When a fallen nemesis returns to wreak vengeance on the galaxy, it is up to space janitor Roger Wilco to tread the treacherous ice world of Radon, outwit an army of simian commandos, and lead the indigenous people in a revolution to take back the planet and defeat the diabolical mad scientist Sludge Vohaul.

==Development==

Beginning in April 2002, the game was developed by a group of volunteers in their spare time for over nine years. The developers used the free Adventure Game Studio engine, created by Chris Jones.

The game contains approximately:
- 90 playable rooms
- 70 speaking characters
- 8000 lines of dialogue
- 7700 sprites
- 50 pieces of music
- 80 inventory items
- 60-70 unique ways for Roger Wilco to die

A voice pack was planned to add speech to the game, but never released.

Several authors of Vohaul Strikes Back, most notably Chris Ushko, also worked on another fan-made sequel, Space Quest: Incinerations, which was in development for over six years and released just a few weeks after Vohaul Strikes Back, in January 2012.

==Reception==
On Rock, Paper, Shotgun, Richard Cobbett gave the game a favourable review, noting a "shaky start", but calling the game an "excellent tribute to the series and a very enjoyable game in its own right" that is "funny, surprisingly long, and well worth the download".

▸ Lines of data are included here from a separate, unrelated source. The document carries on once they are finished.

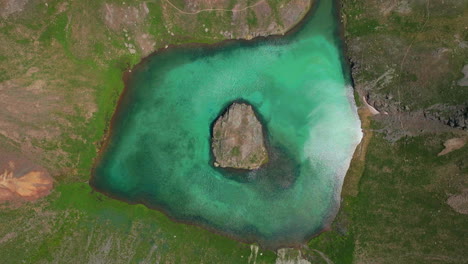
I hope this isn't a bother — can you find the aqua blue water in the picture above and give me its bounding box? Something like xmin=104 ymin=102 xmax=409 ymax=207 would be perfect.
xmin=92 ymin=0 xmax=361 ymax=247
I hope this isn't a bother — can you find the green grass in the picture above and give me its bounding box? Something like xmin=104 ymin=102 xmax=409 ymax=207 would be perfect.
xmin=309 ymin=134 xmax=468 ymax=263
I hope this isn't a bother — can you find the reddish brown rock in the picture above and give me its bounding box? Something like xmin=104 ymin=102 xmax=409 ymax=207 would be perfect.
xmin=212 ymin=103 xmax=268 ymax=170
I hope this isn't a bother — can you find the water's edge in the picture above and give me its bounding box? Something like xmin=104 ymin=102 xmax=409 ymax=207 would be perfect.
xmin=89 ymin=0 xmax=359 ymax=248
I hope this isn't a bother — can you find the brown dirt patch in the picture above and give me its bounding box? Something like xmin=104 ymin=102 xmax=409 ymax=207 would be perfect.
xmin=0 ymin=152 xmax=53 ymax=203
xmin=437 ymin=138 xmax=466 ymax=156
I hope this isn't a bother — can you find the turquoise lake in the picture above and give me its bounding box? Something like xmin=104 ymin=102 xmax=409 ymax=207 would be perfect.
xmin=91 ymin=0 xmax=362 ymax=248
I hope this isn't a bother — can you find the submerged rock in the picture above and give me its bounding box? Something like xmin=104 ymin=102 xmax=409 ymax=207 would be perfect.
xmin=211 ymin=103 xmax=268 ymax=170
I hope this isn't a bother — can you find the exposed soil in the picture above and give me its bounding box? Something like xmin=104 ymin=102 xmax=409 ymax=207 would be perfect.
xmin=0 ymin=151 xmax=53 ymax=203
xmin=438 ymin=137 xmax=467 ymax=156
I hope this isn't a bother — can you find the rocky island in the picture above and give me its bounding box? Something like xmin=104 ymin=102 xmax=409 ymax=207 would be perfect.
xmin=211 ymin=103 xmax=268 ymax=170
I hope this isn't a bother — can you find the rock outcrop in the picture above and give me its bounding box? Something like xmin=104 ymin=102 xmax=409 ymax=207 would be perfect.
xmin=211 ymin=103 xmax=268 ymax=170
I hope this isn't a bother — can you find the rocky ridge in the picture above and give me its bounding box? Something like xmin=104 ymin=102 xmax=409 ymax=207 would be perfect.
xmin=211 ymin=103 xmax=268 ymax=170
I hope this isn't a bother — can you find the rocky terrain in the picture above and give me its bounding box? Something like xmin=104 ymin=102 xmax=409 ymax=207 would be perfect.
xmin=0 ymin=0 xmax=312 ymax=193
xmin=211 ymin=103 xmax=268 ymax=170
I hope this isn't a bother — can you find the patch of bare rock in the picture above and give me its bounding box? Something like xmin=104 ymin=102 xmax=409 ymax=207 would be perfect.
xmin=212 ymin=103 xmax=268 ymax=170
xmin=437 ymin=138 xmax=466 ymax=156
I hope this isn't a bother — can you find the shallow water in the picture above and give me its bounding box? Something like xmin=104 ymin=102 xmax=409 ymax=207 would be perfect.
xmin=92 ymin=0 xmax=361 ymax=248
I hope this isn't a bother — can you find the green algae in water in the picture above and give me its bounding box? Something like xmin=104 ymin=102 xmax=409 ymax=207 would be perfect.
xmin=92 ymin=1 xmax=361 ymax=248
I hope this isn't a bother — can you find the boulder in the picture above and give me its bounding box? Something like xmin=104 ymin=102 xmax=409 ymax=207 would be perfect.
xmin=211 ymin=103 xmax=268 ymax=170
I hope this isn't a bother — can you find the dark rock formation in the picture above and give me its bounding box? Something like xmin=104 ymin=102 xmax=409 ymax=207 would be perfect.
xmin=211 ymin=103 xmax=268 ymax=170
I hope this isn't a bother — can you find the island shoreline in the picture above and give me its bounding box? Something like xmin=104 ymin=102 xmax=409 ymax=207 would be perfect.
xmin=88 ymin=0 xmax=362 ymax=251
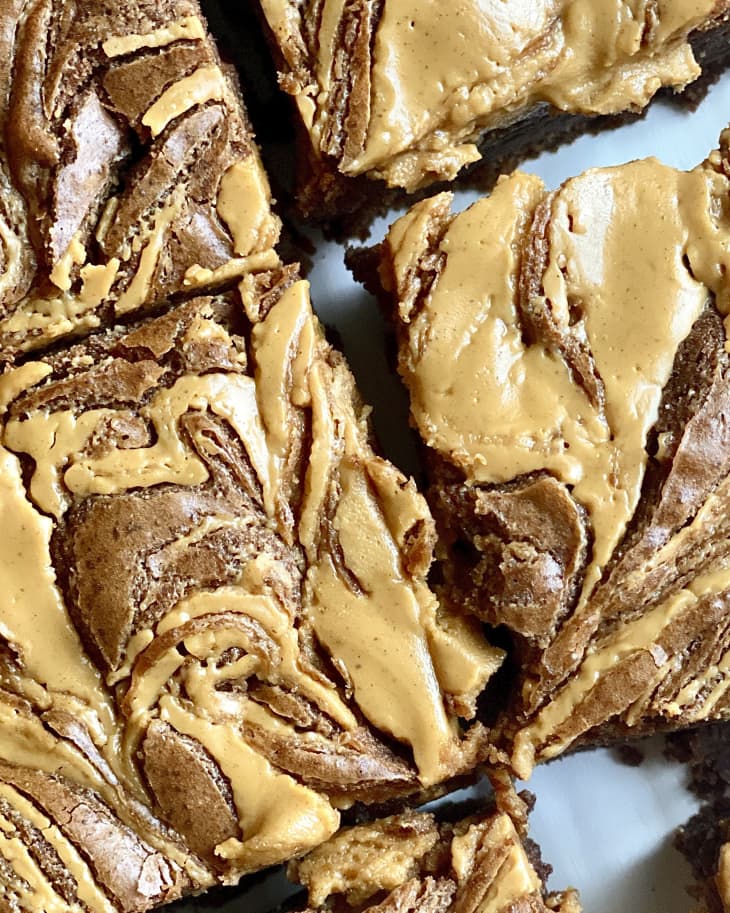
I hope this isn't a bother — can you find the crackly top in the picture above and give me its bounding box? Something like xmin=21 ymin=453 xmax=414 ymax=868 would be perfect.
xmin=382 ymin=134 xmax=730 ymax=775
xmin=0 ymin=0 xmax=279 ymax=364
xmin=0 ymin=269 xmax=500 ymax=913
xmin=260 ymin=0 xmax=726 ymax=190
xmin=289 ymin=811 xmax=581 ymax=913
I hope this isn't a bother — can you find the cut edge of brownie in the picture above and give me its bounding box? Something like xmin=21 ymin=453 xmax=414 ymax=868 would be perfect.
xmin=254 ymin=2 xmax=730 ymax=241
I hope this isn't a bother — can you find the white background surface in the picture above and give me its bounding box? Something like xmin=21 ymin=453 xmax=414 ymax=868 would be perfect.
xmin=170 ymin=67 xmax=730 ymax=913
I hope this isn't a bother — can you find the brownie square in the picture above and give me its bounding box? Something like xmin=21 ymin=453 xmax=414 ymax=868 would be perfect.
xmin=0 ymin=0 xmax=279 ymax=363
xmin=372 ymin=133 xmax=730 ymax=777
xmin=0 ymin=267 xmax=502 ymax=913
xmin=258 ymin=0 xmax=730 ymax=222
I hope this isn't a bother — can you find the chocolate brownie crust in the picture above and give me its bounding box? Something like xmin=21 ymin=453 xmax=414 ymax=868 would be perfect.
xmin=289 ymin=796 xmax=581 ymax=913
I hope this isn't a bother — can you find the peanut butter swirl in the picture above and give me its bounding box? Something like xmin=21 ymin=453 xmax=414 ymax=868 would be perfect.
xmin=261 ymin=0 xmax=726 ymax=191
xmin=382 ymin=134 xmax=730 ymax=776
xmin=0 ymin=0 xmax=279 ymax=363
xmin=0 ymin=274 xmax=501 ymax=913
xmin=289 ymin=797 xmax=581 ymax=913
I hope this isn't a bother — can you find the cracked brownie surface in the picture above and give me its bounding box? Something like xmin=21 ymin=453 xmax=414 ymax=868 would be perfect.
xmin=259 ymin=0 xmax=728 ymax=219
xmin=381 ymin=134 xmax=730 ymax=777
xmin=0 ymin=268 xmax=501 ymax=913
xmin=289 ymin=793 xmax=581 ymax=913
xmin=0 ymin=0 xmax=279 ymax=362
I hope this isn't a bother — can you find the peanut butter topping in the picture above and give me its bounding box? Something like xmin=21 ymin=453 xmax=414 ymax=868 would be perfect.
xmin=0 ymin=271 xmax=501 ymax=911
xmin=289 ymin=797 xmax=580 ymax=913
xmin=382 ymin=144 xmax=730 ymax=777
xmin=0 ymin=0 xmax=280 ymax=363
xmin=262 ymin=0 xmax=721 ymax=191
xmin=102 ymin=16 xmax=205 ymax=57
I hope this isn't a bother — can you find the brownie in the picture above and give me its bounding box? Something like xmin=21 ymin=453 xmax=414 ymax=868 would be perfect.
xmin=366 ymin=126 xmax=730 ymax=778
xmin=0 ymin=267 xmax=501 ymax=913
xmin=258 ymin=0 xmax=730 ymax=220
xmin=289 ymin=792 xmax=581 ymax=913
xmin=0 ymin=0 xmax=279 ymax=365
xmin=668 ymin=723 xmax=730 ymax=913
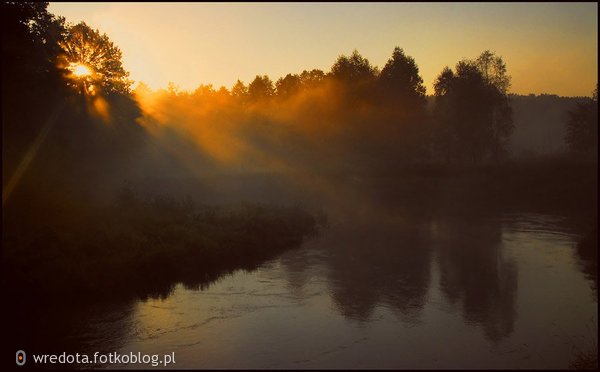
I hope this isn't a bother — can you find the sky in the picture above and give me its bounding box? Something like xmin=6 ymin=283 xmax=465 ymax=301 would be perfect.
xmin=48 ymin=3 xmax=598 ymax=96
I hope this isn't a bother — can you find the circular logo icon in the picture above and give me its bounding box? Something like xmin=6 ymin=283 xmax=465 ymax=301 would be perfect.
xmin=16 ymin=350 xmax=27 ymax=366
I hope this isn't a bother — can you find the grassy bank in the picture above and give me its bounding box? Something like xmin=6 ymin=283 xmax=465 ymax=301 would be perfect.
xmin=3 ymin=190 xmax=316 ymax=297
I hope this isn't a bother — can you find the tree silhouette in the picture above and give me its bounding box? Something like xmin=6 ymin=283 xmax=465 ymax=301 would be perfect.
xmin=565 ymin=84 xmax=598 ymax=156
xmin=300 ymin=69 xmax=325 ymax=89
xmin=248 ymin=75 xmax=275 ymax=100
xmin=61 ymin=22 xmax=132 ymax=94
xmin=275 ymin=74 xmax=302 ymax=97
xmin=434 ymin=51 xmax=514 ymax=162
xmin=379 ymin=47 xmax=425 ymax=105
xmin=231 ymin=79 xmax=248 ymax=101
xmin=330 ymin=49 xmax=378 ymax=84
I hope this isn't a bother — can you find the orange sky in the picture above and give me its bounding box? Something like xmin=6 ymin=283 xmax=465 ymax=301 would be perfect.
xmin=49 ymin=3 xmax=598 ymax=96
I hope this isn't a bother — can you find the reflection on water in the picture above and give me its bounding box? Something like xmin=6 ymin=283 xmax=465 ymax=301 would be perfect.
xmin=10 ymin=178 xmax=597 ymax=368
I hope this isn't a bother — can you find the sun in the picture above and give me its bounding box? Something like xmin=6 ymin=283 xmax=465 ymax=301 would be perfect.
xmin=69 ymin=63 xmax=92 ymax=78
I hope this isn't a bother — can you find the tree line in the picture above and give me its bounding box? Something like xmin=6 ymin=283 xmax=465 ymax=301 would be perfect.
xmin=1 ymin=2 xmax=597 ymax=201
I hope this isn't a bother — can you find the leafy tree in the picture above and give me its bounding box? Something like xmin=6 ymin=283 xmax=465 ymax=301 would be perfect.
xmin=231 ymin=79 xmax=248 ymax=100
xmin=379 ymin=47 xmax=426 ymax=104
xmin=565 ymin=84 xmax=598 ymax=156
xmin=300 ymin=69 xmax=325 ymax=88
xmin=248 ymin=75 xmax=275 ymax=100
xmin=330 ymin=49 xmax=378 ymax=84
xmin=61 ymin=22 xmax=132 ymax=94
xmin=434 ymin=51 xmax=513 ymax=161
xmin=275 ymin=74 xmax=302 ymax=97
xmin=475 ymin=50 xmax=510 ymax=95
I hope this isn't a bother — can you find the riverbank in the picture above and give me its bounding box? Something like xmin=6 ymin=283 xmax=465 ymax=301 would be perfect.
xmin=3 ymin=192 xmax=317 ymax=299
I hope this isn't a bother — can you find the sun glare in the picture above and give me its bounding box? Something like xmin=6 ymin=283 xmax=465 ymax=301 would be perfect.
xmin=69 ymin=63 xmax=92 ymax=78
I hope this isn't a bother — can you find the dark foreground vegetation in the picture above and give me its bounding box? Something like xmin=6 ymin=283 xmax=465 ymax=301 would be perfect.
xmin=3 ymin=188 xmax=316 ymax=299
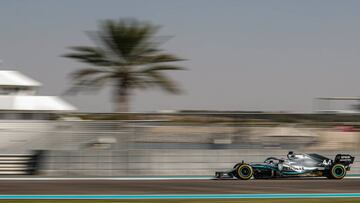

Cassandra Khaw of IndieGames.com noted that "Though greatly lacking in the voice pack department, Vohaul Strikes Back makes up for it by offering charm, charisma and no small amount of humor".

In his review of the game at Adventure Gamers, Rob Murrant pointed out a clash between the background and character art, but mentioned that "Despite the graphical mismatch, once you start playing it's not off-putting in any way, and once you're well into the story you'll barely even notice the two contrasting styles. Combined with an excellent soundtrack and effects, slick point-and-click interface and clever, amusing storyline, there's little to complain about VSB's production quality", ending the review with "As it is, Vohaul Strikes Back is an excellent indie release, and one that no Space Quest fan should miss."

Greg Collins of Just Adventure wrote: "Sure, the animation of the sprites is a bit crude, but this is another excellent, professionally wrought AGS adventure that probably took thousands of man-woman-robot hours to lovingly complete."

Jeff Mattas of Shacknews has commented on the early parts of the game by saying "I've only played a short bit of it so far, myself, but from what I can tell, it's well written and funny, and seems to do an adept job at capturing the irreverent style and humor of its six official predecessors."

At the 2011 AGS Awards, the game won the award for Best Non-Player Character. And was nominated for Best Gameplay, Best Background Art and Best Music.